Ideal dataset format for Adversarial Autoencoder?

Hi,

I am building an Adversarial Autoencoder and I am interested in hearing others’ feedback about the ideal way of representing my dataset which is not imagery / pixel data but rather a large set of records related to a digital acquisition system. I have been pulling sample data from a temperature thermistor along with a bunch of other environmental variables from a piece of equipment and would like to create a generative model that is able to mimic the behavior of the system by using the thermistor temperature column as a label for each CSV row within the dataset file.

The dataset file looks like this:

aaa,aab,aac,aad,aae,aaf…mmm,mmn,mmo,mmp,label
bytes,bytes,bytes,bytes,bool,bool,bool…int,int,int,float

So I’ve got a mixture of different datatypes and my thoughts were to first cast each column to an integer and then create a vector from each int, followed by normalization. Those vectors would would then be the input to the encoder network to create the latent space for the AAE.
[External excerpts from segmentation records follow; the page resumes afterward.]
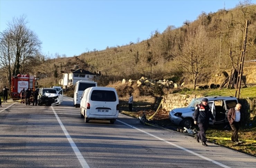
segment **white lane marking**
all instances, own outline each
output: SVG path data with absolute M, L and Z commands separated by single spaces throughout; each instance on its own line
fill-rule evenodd
M 15 102 L 15 103 L 13 103 L 11 105 L 10 105 L 10 106 L 8 106 L 8 107 L 6 107 L 6 108 L 4 108 L 4 109 L 3 109 L 2 110 L 1 110 L 1 111 L 0 111 L 0 112 L 2 112 L 2 111 L 4 111 L 5 110 L 6 110 L 6 109 L 8 109 L 8 108 L 9 108 L 9 107 L 11 107 L 11 106 L 12 106 L 12 105 L 15 105 L 15 104 L 16 104 L 16 103 L 17 103 L 17 102 Z M 2 107 L 3 107 L 3 106 L 2 106 Z M 1 107 L 0 107 L 0 108 L 1 108 Z
M 142 132 L 144 133 L 145 133 L 146 134 L 148 135 L 149 135 L 150 136 L 151 136 L 152 137 L 153 137 L 154 138 L 155 138 L 156 139 L 159 139 L 159 140 L 161 140 L 161 141 L 163 141 L 164 142 L 165 142 L 167 144 L 169 144 L 171 145 L 172 145 L 173 146 L 174 146 L 175 147 L 177 147 L 178 148 L 179 148 L 181 149 L 182 149 L 183 150 L 185 150 L 185 151 L 186 151 L 188 152 L 189 152 L 189 153 L 190 153 L 191 154 L 192 154 L 193 155 L 194 155 L 195 156 L 198 156 L 199 157 L 200 157 L 201 158 L 202 158 L 203 159 L 205 159 L 207 160 L 208 160 L 208 161 L 210 161 L 211 162 L 212 162 L 215 164 L 216 164 L 216 165 L 218 165 L 219 166 L 221 166 L 223 167 L 225 167 L 225 168 L 231 168 L 230 167 L 229 167 L 228 166 L 226 166 L 225 165 L 223 165 L 223 164 L 220 163 L 219 162 L 218 162 L 217 161 L 216 161 L 215 160 L 212 160 L 211 159 L 210 159 L 209 158 L 207 158 L 205 156 L 203 156 L 201 155 L 200 154 L 197 154 L 196 153 L 195 153 L 195 152 L 193 152 L 193 151 L 192 151 L 189 149 L 186 149 L 185 148 L 183 148 L 183 147 L 182 147 L 181 146 L 179 146 L 179 145 L 176 145 L 175 144 L 173 144 L 173 143 L 171 142 L 168 141 L 167 141 L 165 139 L 162 139 L 161 138 L 159 138 L 158 137 L 157 137 L 155 135 L 154 135 L 153 134 L 152 134 L 150 133 L 149 133 L 148 132 L 146 132 L 145 131 L 143 131 L 143 130 L 142 130 L 140 129 L 139 129 L 139 128 L 136 128 L 135 127 L 134 127 L 132 126 L 131 126 L 131 125 L 130 125 L 129 124 L 128 124 L 128 123 L 126 123 L 125 122 L 124 122 L 122 121 L 121 121 L 119 120 L 117 120 L 117 121 L 118 121 L 120 122 L 121 122 L 122 123 L 123 123 L 124 124 L 125 124 L 125 125 L 126 125 L 127 126 L 129 126 L 129 127 L 130 127 L 133 128 L 134 128 L 135 129 L 136 129 L 138 131 L 139 131 L 141 132 Z
M 56 118 L 57 118 L 57 120 L 58 120 L 58 122 L 59 122 L 60 125 L 61 126 L 61 127 L 62 130 L 64 132 L 64 134 L 65 134 L 65 135 L 66 135 L 66 137 L 67 137 L 67 140 L 68 140 L 69 143 L 70 144 L 70 146 L 72 147 L 72 149 L 73 149 L 74 152 L 75 152 L 75 155 L 76 155 L 76 157 L 77 157 L 78 160 L 79 161 L 79 162 L 80 162 L 80 164 L 81 164 L 81 166 L 82 166 L 82 167 L 83 168 L 90 168 L 89 165 L 87 164 L 86 161 L 85 161 L 84 158 L 83 157 L 83 155 L 82 155 L 81 152 L 80 152 L 79 150 L 76 147 L 76 145 L 75 145 L 75 142 L 73 141 L 73 140 L 72 139 L 71 137 L 70 137 L 70 136 L 69 135 L 67 131 L 66 128 L 62 123 L 62 122 L 61 122 L 61 119 L 60 119 L 58 115 L 57 114 L 57 113 L 55 111 L 54 109 L 53 108 L 53 106 L 51 106 L 51 107 L 52 108 L 52 109 L 53 112 L 54 113 L 54 115 L 55 115 L 55 116 L 56 117 Z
Is this a logical approach or should I be handing everything to the encoder network input layer as binary data similar to as how pixelwise AAEs do?

I am essentially looking to sample from the latent space similar exemplars pulled from the thermistor in the future, for determining from the generative model what state the rest of the machine should be in based upon generated samples if that makes sense.

Thanks in advance for any feedback!